The absorption was beyond euphoria, beyond anything his nervous system was equipped to handle. Golden light erupted from his eyes, his mouth, his very pores, as power flooded his cells like liquid divinity. His vision became pure mathematics—he could see the fundamental code underlying reality, could perceive the elegant equations that governed everything from grass growth to gravitational constants.

For ten perfect seconds, Gara Smith transcended human limitations and touched the mind of whatever cosmic programmer had written the laws of physics.

Then his nervous system overloaded and he collapsed into the lake, vomiting golden dust while his brain tried to process sensations that didn't have names in any human language.

Rune Sickness felt like dying in reverse—every cell in his body trying to become more than it was, evolution accelerated past the breaking point. His muscles spasmed, his bones ached, and golden veins traced patterns beneath his skin that pulsed with each heartbeat.

"What you are is not natural, even for Tarnished."

Melina's voice cut through the agony like a cool breeze. She knelt beside him in the shallows, her spectral form solid enough to provide comfort, one hand resting gently on his forehead. Her touch was winter morning and starlight, reducing the fever that threatened to cook his brain from the inside.

"The amount of power you just absorbed..." she continued, her single eye studying him with curiosity rather than fear. "It should have killed you. Or driven you mad. Instead, you metabolized it like nourishment."
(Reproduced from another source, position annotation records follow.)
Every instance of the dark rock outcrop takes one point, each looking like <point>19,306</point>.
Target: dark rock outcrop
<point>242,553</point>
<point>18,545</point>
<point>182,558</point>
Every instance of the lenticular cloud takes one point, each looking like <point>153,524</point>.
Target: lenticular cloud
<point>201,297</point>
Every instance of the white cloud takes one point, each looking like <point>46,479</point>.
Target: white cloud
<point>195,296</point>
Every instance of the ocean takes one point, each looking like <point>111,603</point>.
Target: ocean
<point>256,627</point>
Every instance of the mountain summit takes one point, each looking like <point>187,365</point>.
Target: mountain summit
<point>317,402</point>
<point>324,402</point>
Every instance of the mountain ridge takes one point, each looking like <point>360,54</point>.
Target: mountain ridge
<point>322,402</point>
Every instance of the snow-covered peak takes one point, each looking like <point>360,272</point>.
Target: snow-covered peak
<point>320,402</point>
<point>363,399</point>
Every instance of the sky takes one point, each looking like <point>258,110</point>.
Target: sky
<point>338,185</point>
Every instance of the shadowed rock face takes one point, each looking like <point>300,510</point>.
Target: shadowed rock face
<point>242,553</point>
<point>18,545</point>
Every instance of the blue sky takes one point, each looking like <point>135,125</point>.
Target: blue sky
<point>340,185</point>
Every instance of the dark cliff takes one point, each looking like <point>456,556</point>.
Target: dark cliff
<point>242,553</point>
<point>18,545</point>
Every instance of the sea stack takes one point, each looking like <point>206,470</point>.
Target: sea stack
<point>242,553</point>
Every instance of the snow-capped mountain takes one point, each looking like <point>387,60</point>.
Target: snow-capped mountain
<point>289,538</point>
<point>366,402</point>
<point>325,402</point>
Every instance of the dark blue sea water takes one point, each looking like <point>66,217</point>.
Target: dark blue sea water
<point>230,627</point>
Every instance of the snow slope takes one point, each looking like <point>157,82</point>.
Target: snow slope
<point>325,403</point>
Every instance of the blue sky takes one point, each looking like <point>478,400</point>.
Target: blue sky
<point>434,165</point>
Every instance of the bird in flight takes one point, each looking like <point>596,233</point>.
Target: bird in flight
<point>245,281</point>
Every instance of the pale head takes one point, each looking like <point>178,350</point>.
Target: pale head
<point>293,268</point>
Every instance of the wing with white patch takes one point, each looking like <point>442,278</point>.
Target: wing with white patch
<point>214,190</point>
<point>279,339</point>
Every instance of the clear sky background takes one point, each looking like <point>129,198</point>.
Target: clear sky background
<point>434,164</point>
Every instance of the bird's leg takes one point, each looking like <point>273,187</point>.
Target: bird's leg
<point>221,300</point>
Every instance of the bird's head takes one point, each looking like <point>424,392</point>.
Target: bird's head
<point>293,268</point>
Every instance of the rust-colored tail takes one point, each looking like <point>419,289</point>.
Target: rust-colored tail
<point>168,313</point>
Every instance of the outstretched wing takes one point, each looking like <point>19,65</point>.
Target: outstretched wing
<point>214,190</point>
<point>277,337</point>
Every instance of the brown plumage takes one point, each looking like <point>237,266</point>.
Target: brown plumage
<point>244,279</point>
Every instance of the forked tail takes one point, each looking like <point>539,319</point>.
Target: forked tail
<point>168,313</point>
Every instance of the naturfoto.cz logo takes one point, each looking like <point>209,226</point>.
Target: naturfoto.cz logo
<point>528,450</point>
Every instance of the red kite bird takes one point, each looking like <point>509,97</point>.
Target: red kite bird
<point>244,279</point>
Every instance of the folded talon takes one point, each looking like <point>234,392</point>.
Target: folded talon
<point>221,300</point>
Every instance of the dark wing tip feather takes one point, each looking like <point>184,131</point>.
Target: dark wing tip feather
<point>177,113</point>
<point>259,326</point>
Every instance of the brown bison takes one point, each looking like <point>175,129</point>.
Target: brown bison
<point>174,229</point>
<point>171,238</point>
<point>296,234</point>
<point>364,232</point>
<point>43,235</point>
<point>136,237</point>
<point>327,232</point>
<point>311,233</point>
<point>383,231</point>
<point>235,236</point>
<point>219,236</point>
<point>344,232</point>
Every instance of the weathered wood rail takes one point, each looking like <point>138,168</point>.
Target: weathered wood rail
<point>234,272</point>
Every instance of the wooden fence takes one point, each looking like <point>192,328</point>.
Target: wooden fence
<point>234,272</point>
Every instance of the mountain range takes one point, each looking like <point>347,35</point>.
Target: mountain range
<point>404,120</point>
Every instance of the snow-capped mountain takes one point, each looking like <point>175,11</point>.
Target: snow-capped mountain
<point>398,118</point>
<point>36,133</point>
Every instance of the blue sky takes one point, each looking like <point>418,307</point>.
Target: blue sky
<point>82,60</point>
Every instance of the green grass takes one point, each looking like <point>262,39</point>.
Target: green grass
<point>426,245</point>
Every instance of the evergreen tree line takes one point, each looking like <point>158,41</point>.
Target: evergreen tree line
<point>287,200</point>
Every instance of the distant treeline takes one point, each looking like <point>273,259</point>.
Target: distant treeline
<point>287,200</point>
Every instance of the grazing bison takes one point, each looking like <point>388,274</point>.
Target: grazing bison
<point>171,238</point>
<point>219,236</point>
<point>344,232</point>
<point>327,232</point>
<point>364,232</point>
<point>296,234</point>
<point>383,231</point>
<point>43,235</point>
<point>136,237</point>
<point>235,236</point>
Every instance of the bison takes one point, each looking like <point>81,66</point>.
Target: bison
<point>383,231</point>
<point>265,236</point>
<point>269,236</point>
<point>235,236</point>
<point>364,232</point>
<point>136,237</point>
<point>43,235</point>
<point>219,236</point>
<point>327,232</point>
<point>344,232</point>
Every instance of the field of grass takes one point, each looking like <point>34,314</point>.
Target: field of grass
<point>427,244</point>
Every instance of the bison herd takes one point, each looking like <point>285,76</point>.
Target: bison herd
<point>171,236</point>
Gara tried to speak and managed only a sound like a broken radiator. Golden spittle leaked from the corner of his mouth, tasting of electricity and possibility.

"Perhaps you're meant to break patterns others cannot," Melina mused, helping him sit up as the worst of the seizures subsided. "Perhaps the Grace has marked you for something that requires... unusual capabilities."

"Pretty sure I just break myself a lot," Gara croaked through chattering teeth. His voice sounded like he'd been gargling gravel and regret.

Melina's laugh was silver bells in a graveyard—beautiful and unsettling in equal measure. "That too. Come. Let's get you to solid ground before the carrion birds decide you're sufficiently dead to be interesting."

She helped him to Agheel's Grace, a Site that had materialized where the dragon fell. The golden light was warm against his skin, soothing the lightning that still crawled through his nervous system. As the Rune Sickness slowly subsided, Gara began to understand what he'd actually accomplished.

Level 23. In one fight. From a standing start at level 8, he'd jumped fifteen levels through a combination of tactical deaths and magical overkill that probably violated several laws of nature and common sense.

His stats were beyond anything a normal Tarnished should possess at this stage. His magical reserves had expanded to accommodate power that could level buildings. His understanding of the world's underlying mechanics had deepened to the point where he could perceive probability flows and causal chains with supernatural clarity.

He was becoming something inhuman, one death at a time.

That night, by the light of Agheel's Grace, Gara made another entry in his journal. His handwriting was steadier now, the tremor of fear replaced by the precision of someone who'd found their calling in the space between death and resurrection.

Death #57-70: Flying Dragon Agheel. Various methods including immolation, crushing, consumption, aerial trampling, and one particularly creative incident involving dragon breath while I was already on fire. Overall experience: 9/10 for spectacle, 1/10 for pain management, 2/10 for mental health. Total deaths: 70. Beginning to suspect that being alive is overrated anyway.

He closed the journal and stared into the Grace's light, watching golden flames dance with patterns that almost made sense. Somewhere in his peripheral vision, numbers flickered—health, stamina, magical reserves, all displayed in neat floating text that shouldn't exist but absolutely did.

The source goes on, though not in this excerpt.